Background: Increasing evidence supports the notion of a continuum between affective temperaments and major mood disorders, suggesting that these temperament types represent the subclinical manifestations of affective disorders and often present an increased vulnerability for these diseases.
Methods: The Hungarian rendition of the full-scale 110-item version of the TEMPS-A questionnaire and 5HTTLPR genotype was investigated in a sample of 139 unrelated Caucasian females with no current or lifetime Axis I psychiatric disorders.
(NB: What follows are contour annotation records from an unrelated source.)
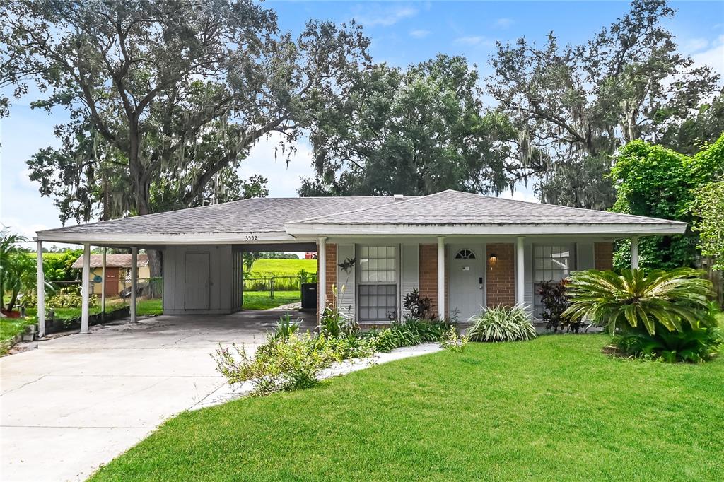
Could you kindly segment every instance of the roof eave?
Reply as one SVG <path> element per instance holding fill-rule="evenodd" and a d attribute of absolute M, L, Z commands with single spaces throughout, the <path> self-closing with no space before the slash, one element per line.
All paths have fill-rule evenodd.
<path fill-rule="evenodd" d="M 369 235 L 508 235 L 536 234 L 647 236 L 680 234 L 686 223 L 539 224 L 371 224 L 290 223 L 286 231 L 293 236 Z"/>
<path fill-rule="evenodd" d="M 38 232 L 37 241 L 70 244 L 117 245 L 243 244 L 253 242 L 293 241 L 295 237 L 284 232 L 205 232 L 205 233 L 83 233 L 49 230 Z"/>

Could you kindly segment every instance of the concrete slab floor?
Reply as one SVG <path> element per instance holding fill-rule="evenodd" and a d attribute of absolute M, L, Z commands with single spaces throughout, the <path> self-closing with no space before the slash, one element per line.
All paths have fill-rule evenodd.
<path fill-rule="evenodd" d="M 162 316 L 0 358 L 0 479 L 85 480 L 225 384 L 219 343 L 262 343 L 284 311 Z M 303 327 L 313 313 L 293 313 Z"/>

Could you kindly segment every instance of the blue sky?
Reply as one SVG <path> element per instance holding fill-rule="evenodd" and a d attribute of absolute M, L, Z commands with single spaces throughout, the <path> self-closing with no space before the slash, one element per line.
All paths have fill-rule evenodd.
<path fill-rule="evenodd" d="M 578 43 L 609 25 L 628 9 L 625 1 L 267 1 L 277 10 L 280 27 L 298 32 L 311 17 L 345 22 L 355 19 L 371 40 L 376 62 L 397 66 L 426 60 L 438 52 L 462 54 L 477 64 L 481 77 L 489 75 L 487 59 L 495 41 L 521 36 L 544 41 L 553 30 L 561 43 Z M 698 64 L 724 75 L 724 2 L 673 2 L 678 9 L 667 26 L 681 50 Z M 58 213 L 38 186 L 28 179 L 25 161 L 38 150 L 57 145 L 54 124 L 62 111 L 49 116 L 29 108 L 31 97 L 14 101 L 11 117 L 0 121 L 1 197 L 0 221 L 30 237 L 38 229 L 59 226 Z M 289 167 L 274 161 L 274 140 L 254 148 L 241 168 L 244 177 L 262 174 L 270 195 L 294 196 L 301 176 L 311 173 L 308 146 L 298 145 Z M 529 189 L 505 195 L 533 200 Z"/>

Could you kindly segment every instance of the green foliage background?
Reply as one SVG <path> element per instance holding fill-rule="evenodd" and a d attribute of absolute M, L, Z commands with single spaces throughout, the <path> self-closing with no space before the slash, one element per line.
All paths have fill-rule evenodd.
<path fill-rule="evenodd" d="M 636 216 L 682 221 L 689 224 L 683 234 L 652 236 L 639 242 L 639 266 L 646 269 L 694 267 L 699 234 L 691 231 L 694 190 L 724 172 L 724 135 L 693 156 L 643 140 L 628 143 L 611 169 L 616 186 L 613 211 Z M 617 244 L 614 266 L 631 264 L 630 242 Z"/>

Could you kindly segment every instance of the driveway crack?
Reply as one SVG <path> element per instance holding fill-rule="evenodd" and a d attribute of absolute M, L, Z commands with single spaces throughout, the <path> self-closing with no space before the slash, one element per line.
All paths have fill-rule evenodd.
<path fill-rule="evenodd" d="M 20 385 L 20 386 L 16 386 L 16 387 L 15 387 L 15 388 L 14 388 L 14 389 L 9 389 L 9 390 L 8 390 L 7 392 L 4 392 L 4 393 L 3 393 L 3 394 L 0 394 L 0 397 L 4 397 L 5 395 L 7 395 L 7 394 L 9 394 L 9 393 L 12 393 L 13 392 L 17 392 L 17 390 L 20 390 L 20 389 L 22 389 L 22 387 L 24 387 L 24 386 L 27 386 L 28 385 L 30 385 L 30 384 L 34 384 L 34 383 L 35 383 L 36 381 L 38 381 L 38 380 L 42 380 L 43 379 L 44 379 L 44 378 L 45 378 L 45 377 L 46 377 L 47 376 L 48 376 L 48 374 L 47 374 L 47 373 L 46 373 L 46 374 L 45 374 L 45 375 L 41 375 L 41 376 L 40 376 L 39 377 L 38 377 L 38 378 L 37 378 L 37 379 L 35 379 L 35 380 L 30 380 L 30 381 L 26 381 L 25 383 L 22 384 L 22 385 Z"/>

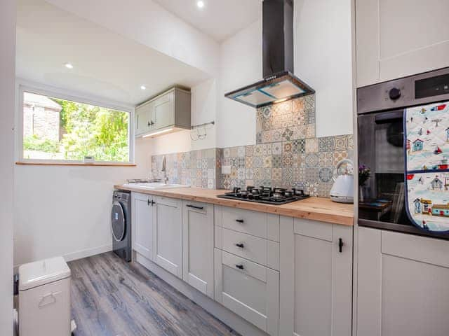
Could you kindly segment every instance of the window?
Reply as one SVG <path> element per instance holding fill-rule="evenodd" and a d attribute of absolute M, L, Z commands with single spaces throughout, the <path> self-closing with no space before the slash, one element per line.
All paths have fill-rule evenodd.
<path fill-rule="evenodd" d="M 21 161 L 131 161 L 129 111 L 88 104 L 81 99 L 57 98 L 60 97 L 58 94 L 25 90 L 20 92 Z"/>

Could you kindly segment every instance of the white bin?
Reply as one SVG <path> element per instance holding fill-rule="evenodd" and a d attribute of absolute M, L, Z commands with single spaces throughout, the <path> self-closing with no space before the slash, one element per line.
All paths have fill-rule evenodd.
<path fill-rule="evenodd" d="M 19 335 L 69 336 L 70 269 L 62 257 L 19 267 Z"/>

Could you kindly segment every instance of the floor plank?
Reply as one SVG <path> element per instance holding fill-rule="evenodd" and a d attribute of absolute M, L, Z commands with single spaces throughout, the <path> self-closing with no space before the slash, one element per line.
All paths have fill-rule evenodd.
<path fill-rule="evenodd" d="M 68 263 L 74 336 L 236 336 L 136 262 L 109 252 Z"/>

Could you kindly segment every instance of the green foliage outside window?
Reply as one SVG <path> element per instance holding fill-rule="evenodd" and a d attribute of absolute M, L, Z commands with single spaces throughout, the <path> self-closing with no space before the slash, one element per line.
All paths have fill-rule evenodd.
<path fill-rule="evenodd" d="M 55 153 L 52 159 L 83 160 L 93 156 L 95 161 L 129 161 L 128 113 L 51 99 L 62 108 L 60 141 L 25 136 L 25 150 Z"/>

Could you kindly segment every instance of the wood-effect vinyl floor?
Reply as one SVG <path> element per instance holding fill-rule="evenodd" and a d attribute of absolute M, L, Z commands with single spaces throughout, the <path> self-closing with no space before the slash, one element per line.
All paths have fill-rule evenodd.
<path fill-rule="evenodd" d="M 69 266 L 74 336 L 239 335 L 142 265 L 112 252 Z"/>

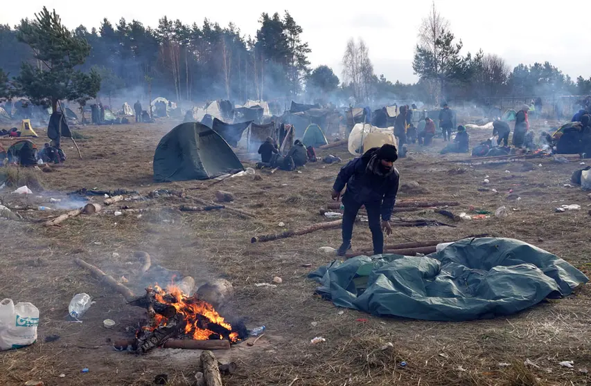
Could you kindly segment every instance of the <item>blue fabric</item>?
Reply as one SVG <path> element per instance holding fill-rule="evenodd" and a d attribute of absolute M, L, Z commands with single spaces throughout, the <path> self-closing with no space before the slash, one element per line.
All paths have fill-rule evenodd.
<path fill-rule="evenodd" d="M 367 163 L 378 148 L 370 149 L 361 157 L 350 160 L 339 172 L 333 189 L 341 192 L 346 185 L 345 195 L 362 205 L 381 203 L 380 213 L 385 221 L 390 220 L 398 191 L 398 172 L 378 176 L 366 170 Z M 345 199 L 345 197 L 343 197 Z"/>

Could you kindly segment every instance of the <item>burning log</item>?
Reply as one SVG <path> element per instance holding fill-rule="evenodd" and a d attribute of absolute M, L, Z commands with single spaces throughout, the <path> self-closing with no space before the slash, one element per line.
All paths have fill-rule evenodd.
<path fill-rule="evenodd" d="M 49 220 L 48 221 L 45 223 L 45 226 L 53 226 L 59 225 L 62 221 L 64 221 L 71 217 L 76 217 L 76 216 L 78 216 L 80 213 L 82 213 L 82 209 L 71 210 L 67 213 L 62 214 L 61 216 L 58 216 L 53 220 Z"/>
<path fill-rule="evenodd" d="M 342 220 L 336 220 L 334 221 L 328 221 L 325 223 L 318 223 L 316 224 L 312 224 L 310 226 L 303 228 L 301 229 L 299 229 L 297 230 L 288 230 L 283 232 L 283 233 L 279 233 L 277 235 L 265 235 L 262 236 L 255 236 L 250 239 L 250 242 L 264 243 L 265 241 L 272 241 L 273 240 L 277 240 L 279 239 L 287 239 L 288 237 L 291 237 L 292 236 L 301 236 L 302 235 L 311 233 L 312 232 L 319 230 L 321 229 L 333 229 L 335 228 L 339 228 L 342 225 Z"/>
<path fill-rule="evenodd" d="M 207 386 L 223 385 L 219 364 L 213 353 L 207 350 L 201 353 L 201 365 L 203 366 L 203 376 Z"/>
<path fill-rule="evenodd" d="M 127 302 L 130 302 L 136 298 L 135 295 L 134 295 L 134 293 L 132 292 L 130 288 L 128 288 L 123 284 L 118 283 L 110 275 L 107 275 L 96 266 L 91 264 L 89 264 L 82 259 L 75 259 L 74 261 L 78 266 L 81 266 L 82 268 L 86 268 L 89 271 L 90 271 L 91 275 L 92 275 L 92 276 L 94 276 L 95 278 L 100 280 L 103 284 L 103 285 L 112 289 L 116 292 L 118 292 L 119 294 L 123 295 L 123 297 L 125 297 L 125 300 L 127 300 Z"/>
<path fill-rule="evenodd" d="M 146 252 L 139 250 L 134 253 L 134 256 L 141 263 L 141 268 L 139 268 L 139 271 L 143 275 L 152 266 L 152 259 L 150 258 L 150 255 Z"/>
<path fill-rule="evenodd" d="M 218 279 L 197 288 L 195 295 L 215 308 L 225 304 L 234 295 L 232 284 L 225 279 Z"/>
<path fill-rule="evenodd" d="M 323 150 L 325 149 L 332 149 L 333 147 L 338 147 L 339 146 L 342 146 L 343 145 L 349 144 L 349 140 L 337 140 L 337 142 L 333 142 L 333 143 L 328 143 L 327 145 L 323 145 L 318 149 L 322 149 Z"/>
<path fill-rule="evenodd" d="M 115 203 L 118 203 L 119 201 L 123 201 L 123 196 L 115 196 L 114 197 L 111 197 L 110 199 L 105 199 L 105 201 L 103 201 L 103 203 L 104 203 L 105 205 L 113 205 Z"/>
<path fill-rule="evenodd" d="M 98 203 L 87 203 L 84 205 L 84 208 L 82 209 L 82 213 L 85 214 L 94 214 L 100 212 L 103 210 L 103 207 L 100 206 L 100 204 Z"/>

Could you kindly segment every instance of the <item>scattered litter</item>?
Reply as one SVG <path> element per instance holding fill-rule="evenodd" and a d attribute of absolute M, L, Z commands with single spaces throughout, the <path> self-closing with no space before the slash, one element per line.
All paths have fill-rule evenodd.
<path fill-rule="evenodd" d="M 270 283 L 256 283 L 254 286 L 257 287 L 268 287 L 270 288 L 277 288 L 277 286 L 276 284 L 271 284 Z"/>
<path fill-rule="evenodd" d="M 12 193 L 16 193 L 17 194 L 33 194 L 33 191 L 27 187 L 27 185 L 24 185 L 17 189 L 12 192 Z"/>
<path fill-rule="evenodd" d="M 502 206 L 495 211 L 495 217 L 506 217 L 507 216 L 509 216 L 509 213 L 507 213 L 507 208 L 505 206 Z"/>
<path fill-rule="evenodd" d="M 316 344 L 317 343 L 321 343 L 322 342 L 326 342 L 326 340 L 322 338 L 321 336 L 317 336 L 310 341 L 310 342 L 312 344 Z"/>
<path fill-rule="evenodd" d="M 337 250 L 333 247 L 320 247 L 318 248 L 318 250 L 326 255 L 334 255 Z"/>
<path fill-rule="evenodd" d="M 531 366 L 532 367 L 534 367 L 536 369 L 540 368 L 540 366 L 538 366 L 538 365 L 536 365 L 535 363 L 533 363 L 533 362 L 529 360 L 529 358 L 526 359 L 525 361 L 523 362 L 523 364 L 526 366 Z"/>

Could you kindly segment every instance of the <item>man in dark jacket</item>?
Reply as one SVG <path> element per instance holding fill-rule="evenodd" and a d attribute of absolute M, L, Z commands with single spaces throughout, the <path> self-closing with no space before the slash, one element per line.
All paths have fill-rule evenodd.
<path fill-rule="evenodd" d="M 139 100 L 137 100 L 134 104 L 134 111 L 135 111 L 135 122 L 136 123 L 141 122 L 141 103 Z"/>
<path fill-rule="evenodd" d="M 501 143 L 503 143 L 504 146 L 509 146 L 509 134 L 511 128 L 506 122 L 501 120 L 501 118 L 497 118 L 497 120 L 493 122 L 493 136 L 499 136 L 497 139 L 497 145 L 500 146 Z"/>
<path fill-rule="evenodd" d="M 521 110 L 515 116 L 515 129 L 513 131 L 513 145 L 522 147 L 525 143 L 525 134 L 529 129 L 529 120 L 527 118 L 527 111 L 529 106 L 524 104 Z"/>
<path fill-rule="evenodd" d="M 258 154 L 261 154 L 261 161 L 263 163 L 269 163 L 271 162 L 271 156 L 273 154 L 279 154 L 279 150 L 277 149 L 277 145 L 271 137 L 267 137 L 267 139 L 258 148 Z"/>
<path fill-rule="evenodd" d="M 308 162 L 308 151 L 303 144 L 299 140 L 296 140 L 294 146 L 290 149 L 290 151 L 285 156 L 286 158 L 291 157 L 294 160 L 296 167 L 303 166 Z"/>
<path fill-rule="evenodd" d="M 384 252 L 382 230 L 387 235 L 392 232 L 390 216 L 398 191 L 400 177 L 394 167 L 398 157 L 396 147 L 386 144 L 373 147 L 361 157 L 349 161 L 339 172 L 333 185 L 333 199 L 338 200 L 343 188 L 347 187 L 343 194 L 343 243 L 337 251 L 339 256 L 344 256 L 351 249 L 353 223 L 362 205 L 367 211 L 373 253 L 380 255 Z"/>
<path fill-rule="evenodd" d="M 452 138 L 452 127 L 454 127 L 454 116 L 447 103 L 443 104 L 443 108 L 439 111 L 439 127 L 443 133 L 443 140 Z"/>

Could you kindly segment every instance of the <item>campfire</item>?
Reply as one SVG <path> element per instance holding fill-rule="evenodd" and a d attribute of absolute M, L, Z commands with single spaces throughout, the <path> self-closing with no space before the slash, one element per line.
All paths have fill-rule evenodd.
<path fill-rule="evenodd" d="M 186 349 L 227 349 L 247 336 L 242 322 L 233 326 L 214 306 L 195 294 L 189 296 L 175 284 L 165 289 L 148 287 L 145 295 L 132 302 L 148 310 L 147 322 L 133 340 L 119 349 L 145 353 L 163 346 Z"/>

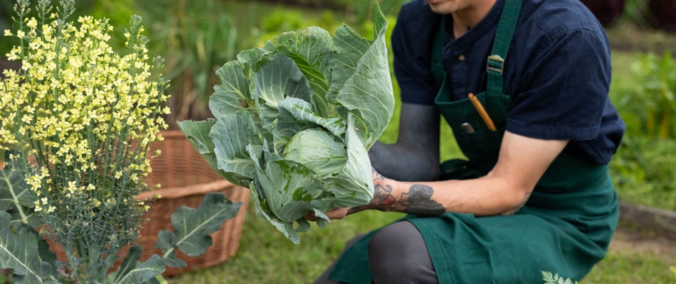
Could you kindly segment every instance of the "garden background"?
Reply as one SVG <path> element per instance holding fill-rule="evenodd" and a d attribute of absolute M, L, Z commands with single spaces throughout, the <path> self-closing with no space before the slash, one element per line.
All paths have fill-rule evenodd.
<path fill-rule="evenodd" d="M 106 17 L 115 26 L 112 45 L 124 43 L 124 28 L 139 14 L 149 31 L 152 55 L 166 58 L 164 75 L 173 121 L 210 117 L 208 102 L 220 82 L 215 71 L 241 50 L 261 46 L 284 31 L 317 26 L 329 32 L 342 23 L 371 35 L 370 7 L 375 0 L 79 0 L 76 15 Z M 406 0 L 379 1 L 388 16 L 389 33 Z M 676 1 L 591 1 L 607 22 L 613 81 L 610 97 L 628 124 L 628 132 L 611 163 L 620 200 L 630 204 L 676 211 Z M 668 9 L 660 3 L 673 3 Z M 655 4 L 657 3 L 657 4 Z M 0 31 L 11 28 L 12 0 L 0 0 Z M 593 6 L 598 5 L 598 6 Z M 657 8 L 656 8 L 657 7 Z M 656 11 L 657 13 L 652 12 Z M 665 20 L 665 19 L 667 20 Z M 670 23 L 668 19 L 672 22 Z M 388 33 L 388 38 L 389 38 Z M 367 37 L 369 36 L 366 36 Z M 16 44 L 0 38 L 0 55 Z M 388 42 L 388 45 L 389 43 Z M 390 59 L 391 64 L 391 52 Z M 17 68 L 0 55 L 0 69 Z M 394 71 L 393 71 L 394 73 Z M 394 77 L 394 74 L 393 74 Z M 381 141 L 396 141 L 398 88 L 395 114 Z M 442 159 L 461 157 L 450 127 L 441 126 Z M 194 151 L 186 148 L 186 151 Z M 0 155 L 1 156 L 1 155 Z M 332 261 L 345 241 L 383 226 L 397 214 L 365 212 L 304 234 L 294 245 L 249 207 L 240 248 L 228 261 L 168 279 L 171 283 L 310 283 Z M 676 228 L 672 228 L 676 231 Z M 676 240 L 623 222 L 606 259 L 582 283 L 676 283 Z M 536 271 L 537 272 L 537 271 Z M 0 283 L 4 280 L 0 275 Z"/>

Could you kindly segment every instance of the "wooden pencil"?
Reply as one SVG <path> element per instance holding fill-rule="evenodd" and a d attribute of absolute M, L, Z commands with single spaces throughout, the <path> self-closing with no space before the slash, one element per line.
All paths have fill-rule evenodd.
<path fill-rule="evenodd" d="M 497 130 L 497 129 L 495 128 L 495 124 L 493 124 L 493 121 L 490 119 L 490 116 L 488 116 L 488 113 L 486 112 L 486 110 L 484 109 L 484 106 L 481 105 L 481 102 L 479 102 L 479 99 L 477 99 L 474 94 L 470 93 L 470 100 L 472 101 L 472 104 L 474 104 L 474 107 L 477 109 L 477 111 L 479 111 L 479 115 L 481 116 L 481 119 L 483 119 L 484 123 L 488 126 L 488 129 L 493 131 Z"/>

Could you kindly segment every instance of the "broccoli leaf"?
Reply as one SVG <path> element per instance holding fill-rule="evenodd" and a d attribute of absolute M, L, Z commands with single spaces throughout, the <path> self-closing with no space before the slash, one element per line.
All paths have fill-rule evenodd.
<path fill-rule="evenodd" d="M 36 237 L 38 234 L 22 224 L 14 227 L 15 234 L 10 229 L 11 220 L 9 213 L 0 211 L 0 268 L 12 269 L 12 278 L 17 283 L 43 283 L 53 278 L 54 267 L 41 260 L 51 259 L 51 256 L 40 255 Z"/>
<path fill-rule="evenodd" d="M 296 63 L 286 55 L 275 54 L 257 62 L 260 66 L 252 81 L 252 98 L 257 100 L 263 127 L 279 117 L 278 103 L 286 97 L 301 99 L 314 105 L 312 90 Z"/>
<path fill-rule="evenodd" d="M 300 72 L 307 78 L 314 92 L 317 111 L 322 116 L 336 114 L 334 106 L 326 99 L 331 84 L 329 61 L 333 57 L 329 33 L 317 27 L 287 32 L 269 41 L 266 48 L 273 53 L 281 53 L 292 59 Z"/>
<path fill-rule="evenodd" d="M 197 209 L 184 206 L 171 214 L 174 231 L 160 231 L 155 247 L 162 250 L 162 258 L 167 265 L 184 267 L 185 262 L 176 258 L 176 248 L 189 256 L 204 254 L 211 246 L 209 234 L 218 231 L 223 222 L 235 217 L 241 206 L 242 202 L 233 203 L 223 193 L 209 192 Z"/>
<path fill-rule="evenodd" d="M 248 185 L 255 175 L 255 168 L 246 146 L 263 143 L 251 114 L 241 110 L 222 117 L 211 127 L 209 138 L 214 143 L 218 169 L 228 177 L 226 179 L 240 186 Z"/>
<path fill-rule="evenodd" d="M 41 221 L 35 216 L 35 194 L 31 191 L 23 175 L 15 163 L 10 163 L 0 171 L 0 210 L 11 216 L 11 226 L 19 223 L 39 226 Z"/>

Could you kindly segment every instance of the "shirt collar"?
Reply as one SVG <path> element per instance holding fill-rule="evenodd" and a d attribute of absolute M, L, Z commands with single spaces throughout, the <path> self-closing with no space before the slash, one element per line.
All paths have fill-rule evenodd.
<path fill-rule="evenodd" d="M 451 47 L 453 48 L 453 49 L 454 50 L 458 50 L 459 48 L 472 44 L 485 35 L 494 26 L 497 25 L 500 19 L 500 15 L 502 14 L 502 9 L 505 7 L 505 1 L 506 0 L 496 1 L 493 7 L 491 8 L 490 11 L 488 12 L 488 14 L 487 14 L 477 26 L 472 27 L 464 35 L 455 39 L 453 39 L 453 31 L 450 31 L 450 33 L 449 33 L 448 30 L 449 28 L 453 28 L 453 16 L 451 14 L 444 15 L 443 16 L 446 17 L 446 23 L 450 23 L 446 25 L 446 42 L 449 43 L 444 47 L 444 55 L 447 55 L 448 54 Z"/>

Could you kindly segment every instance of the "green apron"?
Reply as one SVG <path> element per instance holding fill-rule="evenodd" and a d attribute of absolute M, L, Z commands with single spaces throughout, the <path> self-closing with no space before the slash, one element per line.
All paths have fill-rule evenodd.
<path fill-rule="evenodd" d="M 435 102 L 469 160 L 441 165 L 442 180 L 478 178 L 497 162 L 512 103 L 502 94 L 502 65 L 521 9 L 507 0 L 487 62 L 487 89 L 477 95 L 497 131 L 487 129 L 468 99 L 452 101 L 443 70 L 445 36 L 442 21 L 435 38 L 432 72 L 440 86 Z M 475 129 L 468 133 L 460 125 Z M 440 284 L 542 283 L 540 271 L 583 278 L 606 252 L 617 225 L 617 196 L 608 165 L 561 153 L 538 182 L 525 206 L 514 215 L 475 217 L 446 213 L 403 218 L 425 239 Z M 329 278 L 350 284 L 371 283 L 367 248 L 377 231 L 346 250 Z"/>

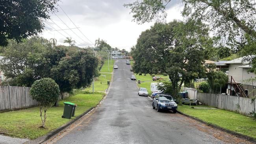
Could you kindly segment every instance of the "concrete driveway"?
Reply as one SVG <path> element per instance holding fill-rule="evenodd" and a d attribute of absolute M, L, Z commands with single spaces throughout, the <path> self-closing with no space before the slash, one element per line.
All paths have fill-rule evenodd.
<path fill-rule="evenodd" d="M 157 112 L 150 98 L 138 95 L 125 60 L 116 64 L 118 69 L 101 105 L 47 143 L 249 143 L 178 113 Z"/>

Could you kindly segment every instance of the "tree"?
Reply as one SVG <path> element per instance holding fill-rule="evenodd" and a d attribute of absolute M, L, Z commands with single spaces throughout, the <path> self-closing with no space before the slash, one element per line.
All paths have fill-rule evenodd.
<path fill-rule="evenodd" d="M 51 38 L 49 40 L 50 42 L 52 44 L 52 47 L 55 47 L 57 45 L 57 39 L 55 38 Z"/>
<path fill-rule="evenodd" d="M 133 20 L 138 23 L 165 19 L 165 9 L 171 0 L 137 0 L 124 4 L 131 10 Z M 223 35 L 232 35 L 237 28 L 256 37 L 255 2 L 250 0 L 182 0 L 184 15 L 211 24 Z"/>
<path fill-rule="evenodd" d="M 30 94 L 33 100 L 40 105 L 42 127 L 45 127 L 47 106 L 58 100 L 59 95 L 58 85 L 50 78 L 44 78 L 35 81 L 31 87 Z M 44 112 L 43 117 L 43 111 Z"/>
<path fill-rule="evenodd" d="M 167 74 L 177 97 L 185 81 L 200 77 L 205 69 L 204 50 L 209 45 L 208 28 L 200 22 L 156 23 L 143 32 L 132 49 L 136 73 Z"/>
<path fill-rule="evenodd" d="M 66 39 L 64 40 L 64 43 L 67 43 L 69 45 L 69 46 L 75 46 L 76 41 L 72 40 L 72 37 L 67 37 Z"/>
<path fill-rule="evenodd" d="M 44 21 L 56 11 L 59 0 L 2 0 L 0 2 L 0 46 L 8 39 L 22 39 L 42 32 Z"/>
<path fill-rule="evenodd" d="M 228 81 L 228 77 L 222 71 L 211 71 L 207 74 L 206 81 L 210 87 L 210 93 L 219 93 L 221 87 L 224 87 Z"/>

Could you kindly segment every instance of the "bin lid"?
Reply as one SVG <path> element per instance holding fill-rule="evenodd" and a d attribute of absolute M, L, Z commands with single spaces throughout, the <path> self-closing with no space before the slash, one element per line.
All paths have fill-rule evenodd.
<path fill-rule="evenodd" d="M 75 106 L 76 105 L 75 104 L 74 104 L 74 103 L 70 103 L 70 102 L 63 102 L 63 103 L 64 104 L 66 104 L 67 105 L 72 105 L 72 106 Z"/>

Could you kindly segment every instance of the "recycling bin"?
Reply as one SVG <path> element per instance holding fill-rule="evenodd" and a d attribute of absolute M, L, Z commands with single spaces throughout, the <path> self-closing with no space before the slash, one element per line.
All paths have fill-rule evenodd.
<path fill-rule="evenodd" d="M 76 104 L 70 102 L 64 102 L 63 103 L 65 104 L 64 109 L 63 111 L 63 115 L 61 116 L 62 118 L 70 119 L 74 113 L 75 109 Z"/>

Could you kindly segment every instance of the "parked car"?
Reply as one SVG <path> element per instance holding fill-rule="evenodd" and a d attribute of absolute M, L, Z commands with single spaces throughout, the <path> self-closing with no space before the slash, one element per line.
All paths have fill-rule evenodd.
<path fill-rule="evenodd" d="M 153 78 L 152 78 L 152 80 L 153 80 L 153 81 L 156 81 L 158 79 L 163 79 L 163 78 L 158 76 L 154 76 Z"/>
<path fill-rule="evenodd" d="M 126 65 L 130 65 L 130 60 L 126 60 Z"/>
<path fill-rule="evenodd" d="M 131 80 L 136 80 L 136 77 L 134 75 L 132 75 L 131 76 Z"/>
<path fill-rule="evenodd" d="M 147 96 L 148 94 L 148 90 L 146 88 L 143 87 L 139 88 L 138 91 L 138 94 L 139 96 Z"/>
<path fill-rule="evenodd" d="M 152 106 L 153 109 L 156 107 L 158 112 L 161 110 L 171 110 L 173 111 L 173 113 L 176 113 L 178 106 L 175 101 L 176 100 L 174 100 L 170 95 L 158 94 L 153 100 Z"/>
Results: A significant association was found between the s allele and the TEMPS scores of the depressive, anxious, irritable, and particularly the cyclothymic temperaments; no such association emerged with respect to the hyperthymic temperament.
Limitation: The database is entirely female. Given that the hyperthymic type predominates in males, our results could have been different if men were included in our sample.
Conclusions: Our results are in good agreement with earlier studies reporting a strong association between the s allele of the 5HTTLPR and major as well as subthreshold forms of depression, and extend this association to the normative temperament level. Indeed, these temperaments might best be regarded as proximate behavioural endophenotypes. Our data raise the provocative possibility that the genetic potential for mood episodes lies in these temperaments. Further studies are needed to delineate the role of gender in the associations under consideration, as well as to investigate the genetic background of the hyperthymia-mania part of the affective spectrum. Given that affective temperaments are widely distributed in the general population, the strategy employed by us is of potential public health significance in terms of detecting individuals in the community at risk for affective spectrum disorders.